This column was originally published in the Central Western Daily on Tuesday 8th December 2009.
With 2009 drawing to a close, let’s ponder who or what might consider the year to be a positive one, and commiserate with those who have had an annus horriblis.
2009 was a good year for…
Free to air television. With the launch of new digital channels Go!, One, ABC 2 and 3 plus 7TWO to begin broadcasting in Orange soonish, there are now many choices for non-Austar viewers. Why watch the news when you can enjoy the Flintstones instead?

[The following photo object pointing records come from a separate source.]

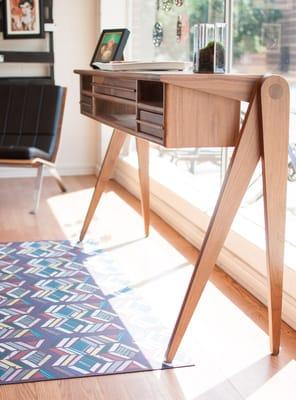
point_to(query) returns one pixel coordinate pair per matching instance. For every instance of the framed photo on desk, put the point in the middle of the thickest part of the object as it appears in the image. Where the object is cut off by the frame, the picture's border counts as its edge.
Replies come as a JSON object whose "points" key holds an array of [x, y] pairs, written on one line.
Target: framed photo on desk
{"points": [[110, 46]]}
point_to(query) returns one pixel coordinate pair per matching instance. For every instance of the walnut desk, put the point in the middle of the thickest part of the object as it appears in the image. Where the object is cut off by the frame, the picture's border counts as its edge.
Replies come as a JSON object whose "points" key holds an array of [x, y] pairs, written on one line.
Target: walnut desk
{"points": [[201, 110]]}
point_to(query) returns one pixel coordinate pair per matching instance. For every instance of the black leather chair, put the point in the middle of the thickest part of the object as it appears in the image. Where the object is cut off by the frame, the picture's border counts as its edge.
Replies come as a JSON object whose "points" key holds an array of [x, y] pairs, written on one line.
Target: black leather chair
{"points": [[30, 128]]}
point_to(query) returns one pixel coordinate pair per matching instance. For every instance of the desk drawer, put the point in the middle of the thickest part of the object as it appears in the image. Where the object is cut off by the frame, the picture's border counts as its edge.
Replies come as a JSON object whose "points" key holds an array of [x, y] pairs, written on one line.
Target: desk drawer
{"points": [[86, 108], [151, 129], [124, 88], [154, 118], [124, 93], [86, 99]]}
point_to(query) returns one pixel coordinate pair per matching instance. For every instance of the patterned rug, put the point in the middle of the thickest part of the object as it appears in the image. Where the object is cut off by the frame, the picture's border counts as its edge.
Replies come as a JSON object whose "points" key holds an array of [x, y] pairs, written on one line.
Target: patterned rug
{"points": [[56, 322]]}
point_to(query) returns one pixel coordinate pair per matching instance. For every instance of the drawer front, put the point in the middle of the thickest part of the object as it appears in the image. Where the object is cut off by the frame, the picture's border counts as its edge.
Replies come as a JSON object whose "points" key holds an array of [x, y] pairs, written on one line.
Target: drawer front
{"points": [[85, 108], [124, 93], [151, 130], [154, 118], [86, 100], [116, 82]]}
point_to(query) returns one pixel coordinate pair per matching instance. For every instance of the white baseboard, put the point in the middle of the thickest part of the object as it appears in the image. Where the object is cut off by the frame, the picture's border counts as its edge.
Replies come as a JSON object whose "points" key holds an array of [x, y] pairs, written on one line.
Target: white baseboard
{"points": [[16, 172], [247, 275]]}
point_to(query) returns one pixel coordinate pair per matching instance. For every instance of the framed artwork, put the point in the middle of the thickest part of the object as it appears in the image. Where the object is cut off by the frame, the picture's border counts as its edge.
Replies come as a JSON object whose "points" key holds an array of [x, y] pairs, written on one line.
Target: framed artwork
{"points": [[23, 19], [110, 46]]}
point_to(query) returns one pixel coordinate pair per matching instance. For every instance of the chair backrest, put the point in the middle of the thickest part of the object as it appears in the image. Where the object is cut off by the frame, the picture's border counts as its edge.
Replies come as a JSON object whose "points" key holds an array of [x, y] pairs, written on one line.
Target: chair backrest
{"points": [[31, 116]]}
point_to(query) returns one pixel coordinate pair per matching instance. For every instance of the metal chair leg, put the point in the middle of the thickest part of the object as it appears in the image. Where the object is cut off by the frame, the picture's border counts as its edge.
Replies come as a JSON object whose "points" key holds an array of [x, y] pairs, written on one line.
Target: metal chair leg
{"points": [[38, 187], [57, 177]]}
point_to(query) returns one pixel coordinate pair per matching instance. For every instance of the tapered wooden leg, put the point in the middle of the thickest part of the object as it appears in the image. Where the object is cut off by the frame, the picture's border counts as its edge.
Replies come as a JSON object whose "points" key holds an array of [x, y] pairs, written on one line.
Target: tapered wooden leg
{"points": [[58, 179], [275, 124], [110, 159], [38, 188], [143, 158], [242, 166]]}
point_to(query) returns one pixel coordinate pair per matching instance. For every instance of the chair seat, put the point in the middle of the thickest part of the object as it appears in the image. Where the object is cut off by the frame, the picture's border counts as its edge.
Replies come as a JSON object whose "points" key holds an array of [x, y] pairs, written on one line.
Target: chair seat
{"points": [[22, 153]]}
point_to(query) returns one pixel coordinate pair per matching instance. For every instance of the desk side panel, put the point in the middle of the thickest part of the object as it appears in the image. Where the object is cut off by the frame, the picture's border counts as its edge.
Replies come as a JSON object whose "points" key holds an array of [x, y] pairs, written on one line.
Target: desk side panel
{"points": [[197, 119]]}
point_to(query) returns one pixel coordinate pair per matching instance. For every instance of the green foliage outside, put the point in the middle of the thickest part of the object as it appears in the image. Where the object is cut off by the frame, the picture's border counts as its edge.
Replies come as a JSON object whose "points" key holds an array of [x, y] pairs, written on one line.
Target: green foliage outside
{"points": [[248, 20]]}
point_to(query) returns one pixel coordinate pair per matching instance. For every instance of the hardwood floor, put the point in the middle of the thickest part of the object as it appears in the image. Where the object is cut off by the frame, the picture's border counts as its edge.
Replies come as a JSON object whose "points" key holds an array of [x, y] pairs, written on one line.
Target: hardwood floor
{"points": [[227, 337]]}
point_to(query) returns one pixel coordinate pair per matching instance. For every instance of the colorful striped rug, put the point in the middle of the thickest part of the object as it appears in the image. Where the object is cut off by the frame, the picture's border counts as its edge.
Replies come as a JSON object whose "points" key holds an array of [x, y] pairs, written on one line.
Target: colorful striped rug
{"points": [[56, 322]]}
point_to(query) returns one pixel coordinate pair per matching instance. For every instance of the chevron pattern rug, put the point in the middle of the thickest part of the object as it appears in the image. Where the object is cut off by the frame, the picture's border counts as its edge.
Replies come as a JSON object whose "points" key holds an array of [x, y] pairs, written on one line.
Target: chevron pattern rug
{"points": [[56, 322]]}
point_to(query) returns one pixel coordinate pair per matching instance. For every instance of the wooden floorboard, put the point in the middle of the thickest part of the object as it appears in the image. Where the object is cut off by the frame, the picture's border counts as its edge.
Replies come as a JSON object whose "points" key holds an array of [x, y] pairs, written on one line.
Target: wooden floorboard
{"points": [[227, 338]]}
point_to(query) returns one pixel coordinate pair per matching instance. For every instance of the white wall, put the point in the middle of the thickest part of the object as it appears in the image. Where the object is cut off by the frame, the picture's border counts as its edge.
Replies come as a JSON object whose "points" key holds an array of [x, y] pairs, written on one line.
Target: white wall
{"points": [[75, 39], [113, 14]]}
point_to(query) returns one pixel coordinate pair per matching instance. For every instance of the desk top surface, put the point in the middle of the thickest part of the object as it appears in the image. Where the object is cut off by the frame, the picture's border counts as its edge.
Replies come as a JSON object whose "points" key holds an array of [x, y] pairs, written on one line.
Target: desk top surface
{"points": [[166, 75]]}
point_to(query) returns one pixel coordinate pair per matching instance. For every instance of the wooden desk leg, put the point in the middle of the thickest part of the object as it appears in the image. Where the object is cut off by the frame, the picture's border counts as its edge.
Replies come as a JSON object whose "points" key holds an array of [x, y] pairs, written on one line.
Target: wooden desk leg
{"points": [[109, 162], [143, 158], [242, 166], [275, 124]]}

Vampires. Boy wizards are so last year. With the Twilight Saga, Vampire Diaries and my favourite, True Blood, the blood sucking undead have never been so prolific in popular culture. Vampire fiction aimed at the pre-pubescent and post-menopausal demographic has become so popular that it is now a section of its own in most book shops. A sure fire money maker, my self-penned fictional saga, Vampire TAFE, will be on shelves soon.
Britney. The greatest mime artist since Marcel Marceau practically sold out her Australian arena tour. Why doesn’t she ever do the glass box?
Car wash owners. The red dust from the sky soon turned to manna from heaven for local car wash owners. I finally got my car cleaned about a month after the dust storm.
Aspiring NSW Premiers. Please add your name to the waiting list and you will soon be called up for your turn. Previous experience as a performer in a marionette show is preferred.
Michael Jackson. With a record breaking series of fifty sold-out concerts in London, a million plus in record sales, a hit movie and a renewed interest in his career, 2009 was an amazing year for The King of Pop, with one major hiccup.
2009 was a bad year for…
Michael Jackson. No explanation required.
Carbon Trading. With K-Rudd’s emissions trading scheme likely to fail in Parliament, may I suggest that Scanlens introduce a set of Carbon Trading Cards? Soon to be the newest fad to hit the school playground, children can collect and swap these cards which come with a stick of bubble gum and feature a picture and profile of a politician. Keep an eye out for the extremely rare Malcolm Turnbull card which was deemed faulty after printing and cut from the collection.
Television series storyline logic. Why can’t I stop watching FlashForward? It makes no sense. Everyone collapses and sees a vision of themselves six months into the future. An elite FBI team begins to investigate. Why does no-one in their flash forward seem to behave as though they are familiar with what is happening? Why does no-one seem to questions whether the future is set in stone? Am I thinking too much?
DVD Retailers. It must be pretty hard to make a living when the local supermarket sells the latest dvd for a third of the cost price when customers buy $100 worth of groceries. The local video store may soon be collateral damage in the war between Coles and Woolworths.
Tiger Woods. After a glorious win at the Australian Masters, Tiger celebrated by crashing his car into a fire hydrant outside his Florida home. Perhaps he should concentrate on driving towards the green and avoiding the water hazards?